Assignment 3: Parallel Sorting

Due: Friday March 16, 10 p.m.

Introduction

The ability to create related processes through the fork system call is often used in programs that use multiple cooperating processes to solve a single problem. This is especially useful on a multiprocessor where different processes can truly be run in parallel. In the best case, if we have N processes running in parallel and each process works on a subset of the problem, then we can solve the problem in 1/N the time it takes to solve the problem using 1 processor.
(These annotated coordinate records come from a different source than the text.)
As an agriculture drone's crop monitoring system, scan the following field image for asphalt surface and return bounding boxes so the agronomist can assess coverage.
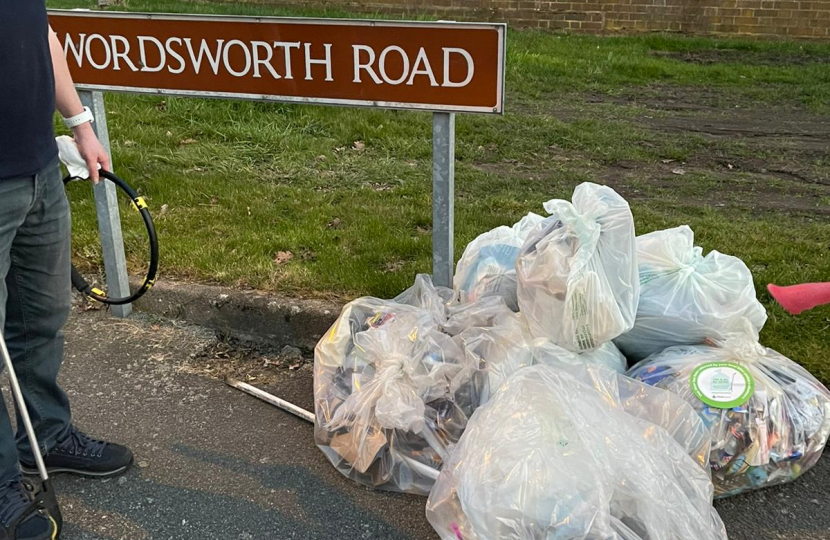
[6,312,830,540]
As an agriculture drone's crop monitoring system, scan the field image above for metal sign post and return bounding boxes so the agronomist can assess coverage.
[432,113,455,288]
[78,90,133,318]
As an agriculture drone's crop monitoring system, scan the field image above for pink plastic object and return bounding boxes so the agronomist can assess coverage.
[767,282,830,315]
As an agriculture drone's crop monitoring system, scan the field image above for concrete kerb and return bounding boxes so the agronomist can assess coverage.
[127,279,342,351]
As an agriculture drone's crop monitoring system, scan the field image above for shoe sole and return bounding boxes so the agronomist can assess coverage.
[20,461,133,478]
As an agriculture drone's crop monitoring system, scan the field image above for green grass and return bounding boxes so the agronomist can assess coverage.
[49,0,830,381]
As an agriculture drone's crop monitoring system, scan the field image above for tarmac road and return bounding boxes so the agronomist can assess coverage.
[6,312,830,540]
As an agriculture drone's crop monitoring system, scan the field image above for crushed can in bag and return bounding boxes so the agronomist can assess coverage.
[629,332,830,497]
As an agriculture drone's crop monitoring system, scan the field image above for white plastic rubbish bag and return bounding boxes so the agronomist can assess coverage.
[314,278,474,495]
[454,213,543,311]
[615,225,767,361]
[630,335,830,497]
[427,364,726,540]
[516,182,640,352]
[451,315,627,417]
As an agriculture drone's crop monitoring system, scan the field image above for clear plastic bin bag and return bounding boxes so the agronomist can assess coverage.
[615,225,767,362]
[314,278,474,495]
[455,213,543,311]
[629,335,830,498]
[427,363,726,540]
[516,182,640,352]
[441,296,521,336]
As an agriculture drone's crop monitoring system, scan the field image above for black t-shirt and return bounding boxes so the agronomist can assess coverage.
[0,0,58,179]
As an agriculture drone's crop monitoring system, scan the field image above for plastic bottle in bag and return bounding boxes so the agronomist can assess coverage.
[314,277,471,495]
[516,182,640,352]
[455,213,542,311]
[427,364,726,540]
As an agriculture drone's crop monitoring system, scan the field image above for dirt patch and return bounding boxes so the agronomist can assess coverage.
[597,163,830,219]
[182,338,313,385]
[651,49,830,66]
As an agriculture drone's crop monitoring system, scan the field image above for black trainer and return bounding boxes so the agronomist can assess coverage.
[0,477,58,540]
[20,426,133,478]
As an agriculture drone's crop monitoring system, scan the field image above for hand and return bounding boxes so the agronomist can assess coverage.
[72,123,112,184]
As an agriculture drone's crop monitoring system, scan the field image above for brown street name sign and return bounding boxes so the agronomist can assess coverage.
[49,10,506,114]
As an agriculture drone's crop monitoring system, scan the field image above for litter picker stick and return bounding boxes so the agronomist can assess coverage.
[225,379,314,424]
[0,333,49,482]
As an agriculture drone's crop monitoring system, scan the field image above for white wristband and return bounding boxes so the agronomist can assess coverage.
[63,107,95,129]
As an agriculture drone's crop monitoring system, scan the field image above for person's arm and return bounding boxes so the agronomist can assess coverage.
[49,26,111,182]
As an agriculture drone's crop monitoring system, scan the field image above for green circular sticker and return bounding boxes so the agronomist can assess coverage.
[689,362,755,409]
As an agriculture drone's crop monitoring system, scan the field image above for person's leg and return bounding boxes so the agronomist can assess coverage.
[5,161,71,457]
[0,177,58,540]
[0,177,35,484]
[6,162,133,477]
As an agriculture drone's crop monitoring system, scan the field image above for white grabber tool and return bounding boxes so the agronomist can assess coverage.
[0,332,63,538]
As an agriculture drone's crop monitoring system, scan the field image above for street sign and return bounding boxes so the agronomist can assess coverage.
[49,10,506,114]
[49,10,507,310]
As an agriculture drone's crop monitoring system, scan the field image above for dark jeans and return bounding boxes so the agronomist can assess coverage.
[0,159,71,483]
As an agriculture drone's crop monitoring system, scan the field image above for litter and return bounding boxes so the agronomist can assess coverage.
[455,213,543,311]
[615,225,767,362]
[629,333,830,497]
[516,182,640,352]
[427,364,726,540]
[314,276,470,495]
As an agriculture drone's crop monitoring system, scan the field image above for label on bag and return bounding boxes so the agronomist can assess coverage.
[689,362,755,409]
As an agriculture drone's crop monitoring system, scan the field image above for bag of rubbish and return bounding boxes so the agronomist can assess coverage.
[392,274,453,325]
[576,341,628,373]
[452,317,533,410]
[455,212,543,311]
[516,182,640,352]
[629,334,830,497]
[615,225,767,362]
[314,281,473,495]
[427,364,726,540]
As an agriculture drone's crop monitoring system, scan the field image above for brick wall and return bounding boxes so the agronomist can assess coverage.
[231,0,830,38]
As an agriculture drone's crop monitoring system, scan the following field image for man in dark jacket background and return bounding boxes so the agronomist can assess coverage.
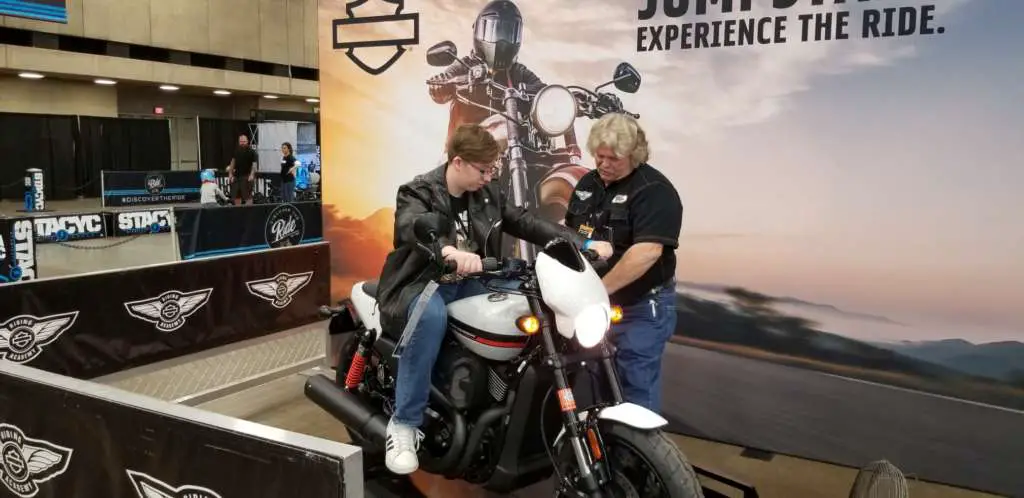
[378,124,611,474]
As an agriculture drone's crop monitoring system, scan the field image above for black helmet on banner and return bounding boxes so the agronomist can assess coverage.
[473,0,522,71]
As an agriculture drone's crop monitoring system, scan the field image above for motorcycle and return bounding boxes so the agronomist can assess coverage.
[305,213,703,498]
[426,41,640,261]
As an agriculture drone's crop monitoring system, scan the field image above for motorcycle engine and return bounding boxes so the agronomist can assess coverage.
[433,341,490,410]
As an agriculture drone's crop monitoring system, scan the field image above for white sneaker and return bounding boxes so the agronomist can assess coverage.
[384,420,423,475]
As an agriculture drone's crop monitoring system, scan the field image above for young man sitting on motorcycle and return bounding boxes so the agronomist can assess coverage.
[378,124,611,474]
[565,113,683,413]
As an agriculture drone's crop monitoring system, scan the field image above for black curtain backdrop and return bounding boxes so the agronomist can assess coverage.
[0,113,78,201]
[0,113,171,201]
[199,118,252,170]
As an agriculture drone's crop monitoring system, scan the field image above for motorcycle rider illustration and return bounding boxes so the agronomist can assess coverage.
[427,0,589,222]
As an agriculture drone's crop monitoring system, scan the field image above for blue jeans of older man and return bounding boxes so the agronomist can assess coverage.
[392,279,519,427]
[609,282,677,413]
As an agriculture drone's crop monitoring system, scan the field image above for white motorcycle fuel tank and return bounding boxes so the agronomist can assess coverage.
[447,286,530,362]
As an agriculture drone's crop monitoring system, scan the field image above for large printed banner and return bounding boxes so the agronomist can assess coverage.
[319,0,1024,495]
[0,240,330,379]
[0,362,364,498]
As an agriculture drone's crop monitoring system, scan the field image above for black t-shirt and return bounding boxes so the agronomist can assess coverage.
[451,194,477,252]
[565,164,683,305]
[234,147,256,176]
[281,154,295,183]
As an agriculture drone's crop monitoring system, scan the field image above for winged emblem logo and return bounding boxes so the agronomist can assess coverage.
[126,470,221,498]
[0,312,78,364]
[0,423,74,498]
[125,287,213,332]
[246,272,313,308]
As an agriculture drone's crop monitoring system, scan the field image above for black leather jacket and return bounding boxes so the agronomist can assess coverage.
[377,165,584,339]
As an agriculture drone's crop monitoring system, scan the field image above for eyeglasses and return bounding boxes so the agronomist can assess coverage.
[469,163,501,177]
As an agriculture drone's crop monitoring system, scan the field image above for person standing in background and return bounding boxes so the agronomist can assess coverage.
[199,169,229,207]
[281,141,302,202]
[227,133,257,205]
[565,113,683,412]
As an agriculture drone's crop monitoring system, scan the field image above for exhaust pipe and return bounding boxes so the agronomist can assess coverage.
[305,374,388,449]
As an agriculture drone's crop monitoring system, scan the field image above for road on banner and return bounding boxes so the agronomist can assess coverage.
[663,344,1024,495]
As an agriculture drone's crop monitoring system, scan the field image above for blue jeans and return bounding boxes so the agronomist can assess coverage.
[393,279,519,427]
[609,284,677,413]
[281,181,295,202]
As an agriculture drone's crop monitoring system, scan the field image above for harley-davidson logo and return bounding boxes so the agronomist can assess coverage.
[331,0,420,76]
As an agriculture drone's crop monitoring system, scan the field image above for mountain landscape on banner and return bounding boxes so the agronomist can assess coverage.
[673,283,1024,409]
[325,208,1024,409]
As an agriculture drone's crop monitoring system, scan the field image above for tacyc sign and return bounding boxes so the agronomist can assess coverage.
[35,213,105,242]
[116,209,171,235]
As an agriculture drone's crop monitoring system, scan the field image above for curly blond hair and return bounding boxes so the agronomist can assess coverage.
[587,113,650,168]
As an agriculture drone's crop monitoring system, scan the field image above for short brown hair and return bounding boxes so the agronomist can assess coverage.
[447,124,502,164]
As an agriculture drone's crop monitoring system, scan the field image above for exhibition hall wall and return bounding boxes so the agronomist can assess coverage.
[319,0,1024,495]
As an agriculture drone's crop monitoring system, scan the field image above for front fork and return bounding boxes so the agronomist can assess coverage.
[535,303,623,497]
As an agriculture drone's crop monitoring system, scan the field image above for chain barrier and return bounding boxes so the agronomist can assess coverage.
[53,234,150,251]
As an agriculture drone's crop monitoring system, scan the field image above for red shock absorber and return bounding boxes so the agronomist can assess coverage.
[345,344,367,390]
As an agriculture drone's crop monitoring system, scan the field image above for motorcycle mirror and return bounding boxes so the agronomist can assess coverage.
[413,213,449,244]
[614,63,640,93]
[544,237,587,272]
[427,40,459,67]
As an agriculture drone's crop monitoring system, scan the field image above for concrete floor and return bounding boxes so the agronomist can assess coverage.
[9,199,1007,498]
[199,374,995,498]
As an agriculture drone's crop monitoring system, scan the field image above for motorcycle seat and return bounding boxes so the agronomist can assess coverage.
[362,280,380,299]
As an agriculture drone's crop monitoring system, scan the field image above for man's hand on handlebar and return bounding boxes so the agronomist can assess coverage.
[441,246,483,275]
[587,240,615,261]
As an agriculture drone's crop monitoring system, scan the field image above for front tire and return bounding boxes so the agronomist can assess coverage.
[556,420,703,498]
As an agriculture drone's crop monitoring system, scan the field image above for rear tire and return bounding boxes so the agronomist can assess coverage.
[334,333,373,453]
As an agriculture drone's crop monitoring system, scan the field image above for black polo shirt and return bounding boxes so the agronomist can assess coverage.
[565,163,683,306]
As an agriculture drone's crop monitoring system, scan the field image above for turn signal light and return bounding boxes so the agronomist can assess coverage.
[515,315,541,335]
[611,305,623,324]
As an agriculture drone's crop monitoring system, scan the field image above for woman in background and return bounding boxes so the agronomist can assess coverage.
[199,169,230,207]
[281,141,301,202]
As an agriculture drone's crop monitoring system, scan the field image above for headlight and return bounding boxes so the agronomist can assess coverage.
[529,85,577,136]
[572,305,611,347]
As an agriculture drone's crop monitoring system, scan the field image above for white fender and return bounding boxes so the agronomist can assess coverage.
[349,282,381,337]
[553,403,669,448]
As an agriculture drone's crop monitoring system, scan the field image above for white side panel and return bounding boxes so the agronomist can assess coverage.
[349,282,381,337]
[536,252,611,338]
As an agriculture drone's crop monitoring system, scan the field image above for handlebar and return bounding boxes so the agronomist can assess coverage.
[444,249,607,279]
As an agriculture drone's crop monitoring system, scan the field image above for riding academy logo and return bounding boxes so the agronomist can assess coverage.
[263,204,306,247]
[0,312,78,364]
[126,470,221,498]
[331,0,420,76]
[125,287,213,332]
[246,272,313,309]
[0,423,74,498]
[145,173,167,196]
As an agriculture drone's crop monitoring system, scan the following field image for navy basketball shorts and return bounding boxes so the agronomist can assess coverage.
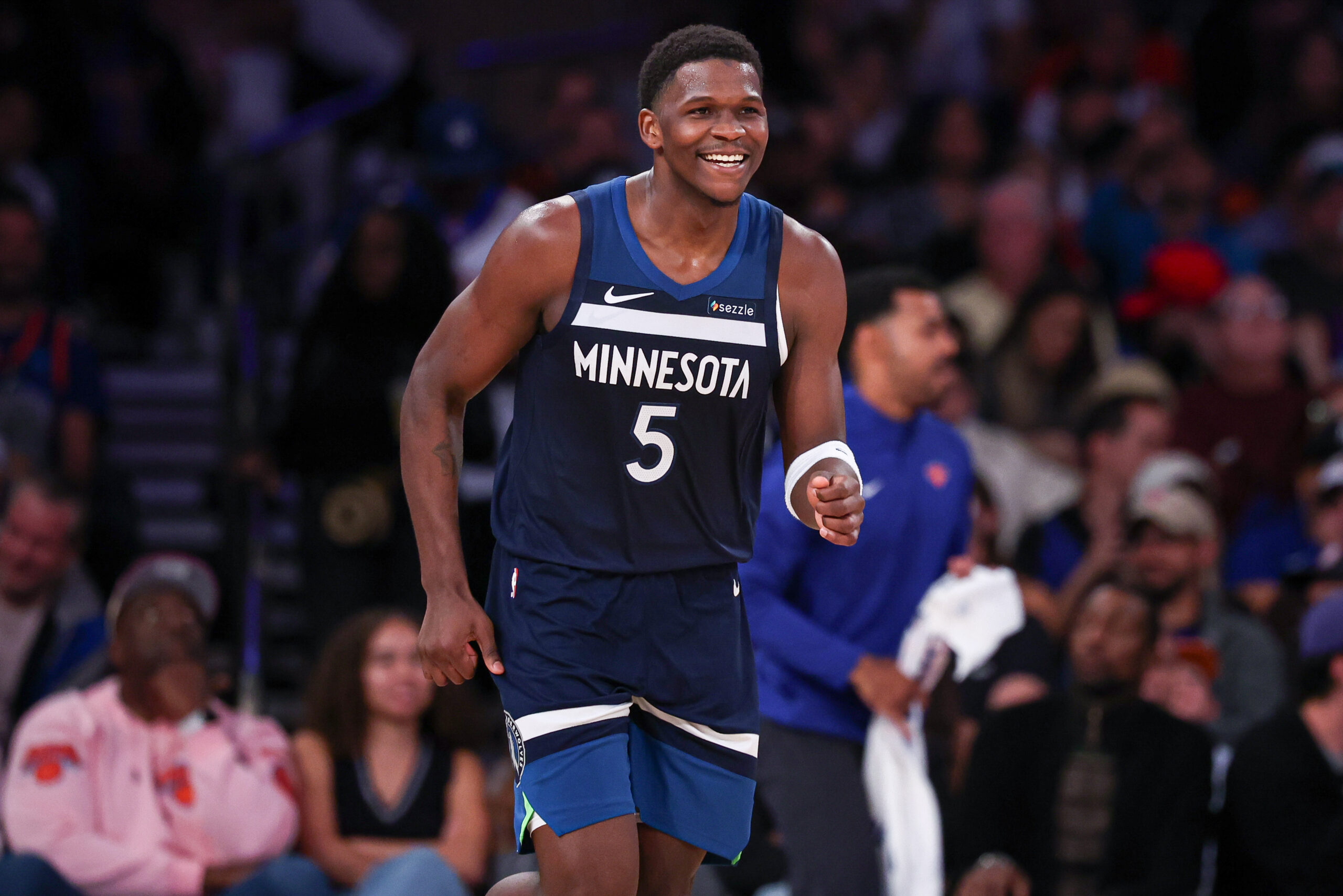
[485,547,760,862]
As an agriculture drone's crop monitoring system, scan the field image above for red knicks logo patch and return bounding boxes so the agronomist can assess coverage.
[924,461,951,489]
[154,764,196,806]
[23,744,79,784]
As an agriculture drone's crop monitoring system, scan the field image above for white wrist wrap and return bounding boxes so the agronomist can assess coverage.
[783,439,862,522]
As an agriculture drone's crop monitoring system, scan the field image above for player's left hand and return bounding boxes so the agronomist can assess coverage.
[807,474,866,547]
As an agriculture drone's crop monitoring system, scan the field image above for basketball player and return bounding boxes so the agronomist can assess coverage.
[401,26,864,896]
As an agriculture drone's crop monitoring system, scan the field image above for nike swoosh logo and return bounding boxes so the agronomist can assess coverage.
[603,286,653,305]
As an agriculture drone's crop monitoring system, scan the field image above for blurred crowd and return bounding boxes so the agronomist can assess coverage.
[0,0,1343,894]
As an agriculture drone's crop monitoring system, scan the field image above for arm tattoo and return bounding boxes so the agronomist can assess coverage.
[434,439,462,475]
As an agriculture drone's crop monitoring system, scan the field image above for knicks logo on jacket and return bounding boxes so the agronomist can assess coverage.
[23,744,79,784]
[154,763,196,806]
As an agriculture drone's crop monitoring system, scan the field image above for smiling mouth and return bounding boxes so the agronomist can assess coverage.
[700,152,748,170]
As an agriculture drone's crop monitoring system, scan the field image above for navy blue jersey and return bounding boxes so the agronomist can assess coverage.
[492,177,787,573]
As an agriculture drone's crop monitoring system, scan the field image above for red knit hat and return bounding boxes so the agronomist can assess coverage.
[1118,240,1229,321]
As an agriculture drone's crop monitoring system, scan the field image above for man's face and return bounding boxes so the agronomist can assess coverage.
[0,208,46,300]
[0,488,78,604]
[1091,402,1171,488]
[978,184,1049,283]
[1128,522,1207,592]
[871,289,959,407]
[1217,277,1292,366]
[639,59,770,206]
[111,587,206,676]
[1068,585,1151,688]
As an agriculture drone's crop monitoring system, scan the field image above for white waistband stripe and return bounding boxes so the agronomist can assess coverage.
[573,302,767,345]
[634,697,760,756]
[513,702,630,740]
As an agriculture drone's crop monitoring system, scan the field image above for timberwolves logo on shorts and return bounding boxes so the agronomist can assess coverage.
[504,712,527,787]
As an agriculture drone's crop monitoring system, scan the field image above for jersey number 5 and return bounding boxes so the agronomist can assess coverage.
[624,402,678,482]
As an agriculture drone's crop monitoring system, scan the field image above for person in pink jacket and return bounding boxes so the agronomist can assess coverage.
[0,555,298,896]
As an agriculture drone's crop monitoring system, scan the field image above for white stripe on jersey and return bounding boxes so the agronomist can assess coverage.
[572,308,767,345]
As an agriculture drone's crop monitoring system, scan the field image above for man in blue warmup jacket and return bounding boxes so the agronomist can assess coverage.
[741,269,974,896]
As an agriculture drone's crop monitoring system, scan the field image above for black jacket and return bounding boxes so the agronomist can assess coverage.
[952,695,1213,896]
[1217,709,1343,896]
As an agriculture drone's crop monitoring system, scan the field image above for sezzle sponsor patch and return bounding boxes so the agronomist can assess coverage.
[709,295,760,321]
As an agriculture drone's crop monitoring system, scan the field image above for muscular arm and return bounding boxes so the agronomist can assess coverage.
[401,197,580,685]
[765,218,864,546]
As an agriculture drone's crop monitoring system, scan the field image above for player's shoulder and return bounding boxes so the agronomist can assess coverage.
[779,215,845,325]
[482,196,581,286]
[508,196,581,243]
[779,215,842,275]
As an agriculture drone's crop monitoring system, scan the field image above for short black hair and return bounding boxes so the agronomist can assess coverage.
[1296,653,1343,702]
[839,266,937,361]
[639,26,764,109]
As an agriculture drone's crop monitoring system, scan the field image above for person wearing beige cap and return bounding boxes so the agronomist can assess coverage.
[1125,488,1286,744]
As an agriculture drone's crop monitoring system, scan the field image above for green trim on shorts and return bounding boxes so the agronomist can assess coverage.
[517,791,534,858]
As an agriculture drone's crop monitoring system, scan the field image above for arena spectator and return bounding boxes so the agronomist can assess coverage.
[983,280,1113,449]
[1125,488,1286,744]
[0,555,298,896]
[1217,596,1343,896]
[954,584,1211,896]
[1082,105,1259,298]
[1173,275,1308,527]
[275,610,490,896]
[1264,133,1343,376]
[0,478,106,756]
[839,97,995,278]
[1116,240,1229,386]
[741,269,974,896]
[1015,393,1171,616]
[1222,424,1343,616]
[947,176,1053,356]
[0,191,106,485]
[937,352,1080,558]
[417,99,531,293]
[275,208,454,635]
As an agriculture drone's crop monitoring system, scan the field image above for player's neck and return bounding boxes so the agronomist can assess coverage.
[624,164,740,266]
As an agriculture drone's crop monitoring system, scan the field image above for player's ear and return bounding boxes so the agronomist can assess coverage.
[639,109,662,149]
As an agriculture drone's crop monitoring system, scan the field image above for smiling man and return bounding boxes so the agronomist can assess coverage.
[401,26,864,896]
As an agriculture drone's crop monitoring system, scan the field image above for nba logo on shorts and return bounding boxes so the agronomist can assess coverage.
[504,712,527,787]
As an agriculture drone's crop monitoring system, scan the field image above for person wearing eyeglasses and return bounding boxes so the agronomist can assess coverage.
[1173,274,1309,528]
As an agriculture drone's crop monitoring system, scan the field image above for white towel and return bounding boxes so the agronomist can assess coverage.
[862,707,943,896]
[862,567,1026,896]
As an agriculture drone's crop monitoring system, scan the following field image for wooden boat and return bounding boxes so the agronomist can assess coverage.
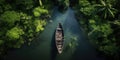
[55,23,64,54]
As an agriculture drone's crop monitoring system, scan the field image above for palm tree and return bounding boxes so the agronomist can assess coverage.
[95,0,116,19]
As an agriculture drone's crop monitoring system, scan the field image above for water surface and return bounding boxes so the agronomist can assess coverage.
[5,8,102,60]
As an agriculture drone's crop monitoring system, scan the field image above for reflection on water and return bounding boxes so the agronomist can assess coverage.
[5,8,101,60]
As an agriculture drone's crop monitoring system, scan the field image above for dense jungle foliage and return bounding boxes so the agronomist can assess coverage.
[0,0,120,60]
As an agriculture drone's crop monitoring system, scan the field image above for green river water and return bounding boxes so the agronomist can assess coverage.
[5,8,103,60]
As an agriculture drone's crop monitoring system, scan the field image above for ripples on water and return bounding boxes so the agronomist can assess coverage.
[5,8,104,60]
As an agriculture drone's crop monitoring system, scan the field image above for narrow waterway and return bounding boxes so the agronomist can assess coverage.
[5,8,103,60]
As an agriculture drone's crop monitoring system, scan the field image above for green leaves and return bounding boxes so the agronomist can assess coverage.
[34,20,46,32]
[0,40,4,46]
[0,11,20,25]
[6,27,24,40]
[33,7,48,17]
[96,0,116,19]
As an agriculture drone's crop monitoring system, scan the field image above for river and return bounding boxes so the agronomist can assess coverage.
[5,8,103,60]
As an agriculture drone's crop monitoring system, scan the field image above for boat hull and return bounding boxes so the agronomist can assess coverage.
[55,24,64,54]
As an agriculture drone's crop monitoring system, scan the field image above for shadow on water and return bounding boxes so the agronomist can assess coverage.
[5,8,104,60]
[51,32,57,60]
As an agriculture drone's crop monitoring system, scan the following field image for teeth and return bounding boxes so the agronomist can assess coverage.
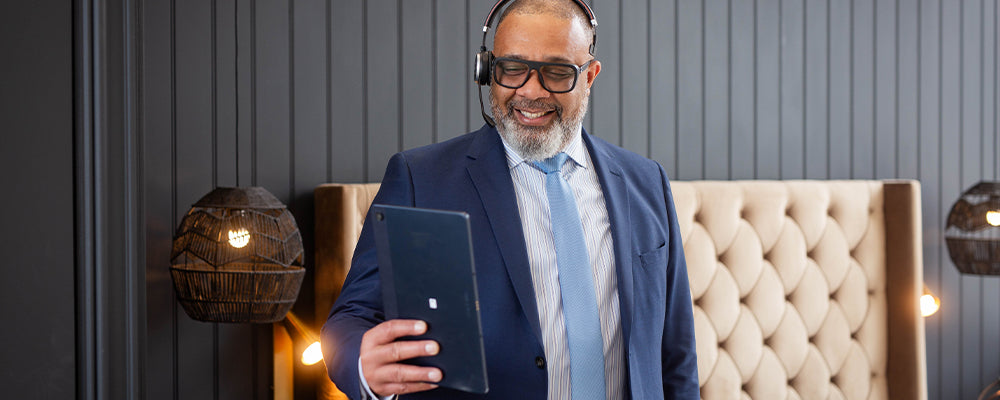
[519,110,547,119]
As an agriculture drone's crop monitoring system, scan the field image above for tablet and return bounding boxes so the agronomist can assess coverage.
[372,204,489,393]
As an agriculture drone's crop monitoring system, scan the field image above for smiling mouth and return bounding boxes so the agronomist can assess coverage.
[517,110,552,119]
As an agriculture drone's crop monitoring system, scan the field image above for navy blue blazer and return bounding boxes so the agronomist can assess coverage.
[317,125,699,400]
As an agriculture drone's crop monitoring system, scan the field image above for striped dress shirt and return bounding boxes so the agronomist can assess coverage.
[504,135,625,400]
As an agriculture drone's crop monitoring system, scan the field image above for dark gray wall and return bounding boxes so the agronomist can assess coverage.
[0,0,1000,400]
[0,0,77,399]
If it were always that easy, we would all be writing and running parallel programs. It is rarely possible to divide up a problem into N independent subsets. Somehow the results of each subset need to be combined. There is also a difficult tradeoff to make between the benefits of parallelism and the cost of starting up parallel processes and collecting results from different processes.

For this assignment, you will write a parallel sorting program using Unix processes (i.e., fork). We can hope to gain some benefit from using more than one process even on a uniprocessor since we will be reading data from a file, so we might win by letting the scheduler overlap the computation of one process with the file I/O of another process. We would hope to see a performance improvement if the program is run on a multiprocessor.

If we genuinely wanted to write a fast parallel sort program on a shared-memory system, we would use a thread package rather than multiple Unix processes. Linux/Unix processes are costly to create, and the communication mechanisms between processes are also expensive. However, a large part of the purpose of the assignment is to give you practice creating and using multiple processes, and it is also interesting to measure the performance of this kind of program.

Specifications

The data to be sorted is a list of records where a record contains a word and its frequency measure. The records are stored in a file in binary format (see below for data sets and helper code). The format is similar to, but not exactly the same as the output of A2.

You will write a C program called psort that takes 3 arguments: the number of processes to create, the name of the input file to sort, and the name of the file to write the output to. It will be called as shown below. You must use getopt to read in the command line arguments (remember that you used getopt in A2, so you have a template to follow).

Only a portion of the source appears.